There's clearly a lot of commonality between these, and also between the many calls to @gg:

chad@albatross ~/g/Soss.jl (dev)> rg @gg
src/importance.jl
167:@gg M function _importanceSample(_::Type{M}, p::Model, _pargs, q::Model, _qargs, _data) where M <: TypeLevel{Module}

src/simulate.jl
124:@gg M function _simulate(_::Type{M}, _m::Model, _args, trace_assignments::Val{V}) where {V, M <: TypeLevel{Module}}
131:@gg M function _simulate(_::Type{M}, _m::Model, _args::NamedTuple{()}, trace_assignments::Val{V}) where {V, M <: TypeLevel{Module}}

src/particles.jl
150:@gg M function _particles(_::Type{M}, _m::Model, _args, _n::Val{_N}) where {M <: TypeLevel{Module},_N}
156:@gg M function _particles(_::Type{M}, _m::Model, _args::NamedTuple{()}, _n::Val{_N}) where {M <: TypeLevel{Module},_N}

src/primitives/likelihood-weighting.jl
38:@gg M function _weightedSample(_::Type{M}, _m::Model, _args, _data) where M <: TypeLevel{Module}

src/primitives/rand.jl
59:@gg M function _rand(_::Type{M}, _m::Model, _args) where M <: TypeLevel{Module}
65:@gg M function _rand(_::Type{M}, _m::Model, _args::NamedTuple{()}) where M <: TypeLevel{Module}

src/primitives/logdensity.jl
43:@gg M function _logdensity(_::Type{M}, _m::Model, _args, _data, _pars) where M <: TypeLevel{Module}

src/primitives/xform.jl
148:@gg M function _xform(_::Type{M}, _m::Model{Asub,B}, _args::A, _data) where {M <: TypeLevel{Module}, Asub, A,B}

src/primitives/entropy.jl
55:@gg M function _entropy(_::Type{M}, _m::Model, _args, _n::Val{_N}) where {M <: TypeLevel{Module},_N}
61:@gg M function _entropy(_::Type{M}, _m::Model, _args::NamedTuple{()}, _n::Val{_N}) where {M <: TypeLevel{Module},_N}

src/symbolic/symbolic.jl
143:@gg M function _symlogdensity(_::Type{M}, _m::Model, ::Type{T}) where {T, M <: TypeLevel{Module}}

src/primitives/basemeasure.jl
40:@gg M function _basemeasure(_::Type{M}, _m::Model, _args, _data, _pars) where M <: TypeLevel{Module}
chad@albatross ~/g/Soss.jl (dev)> 

This makes me wonder, can we put all of this under a common higher-order function? Maybe something like

@gg M function makeprimitive(::Type{M}, _m::Model, f, post, args...)

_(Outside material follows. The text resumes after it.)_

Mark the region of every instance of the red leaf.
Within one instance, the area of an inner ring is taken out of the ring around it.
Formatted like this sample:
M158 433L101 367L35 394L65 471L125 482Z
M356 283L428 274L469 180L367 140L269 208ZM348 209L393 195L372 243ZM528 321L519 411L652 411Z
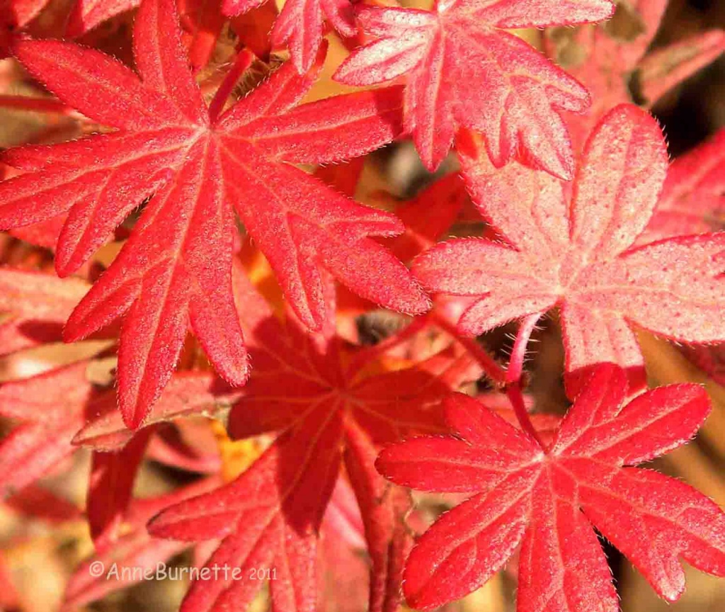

where f takes the place of proc (since that name's not so descriptive anyway), and args... can hold whatever other arguments are passed. post is a function Expr -> Expr, which in many cases might just add some surrounding context.

Some challenges:

If it can become easier to build new primitives, this will encourage people to use this functionality. I think there's a really great potential if we can do this. Things do get tricky at this degree of abstraction, so we nede to be sure we can completely represent what we have already without losing performance.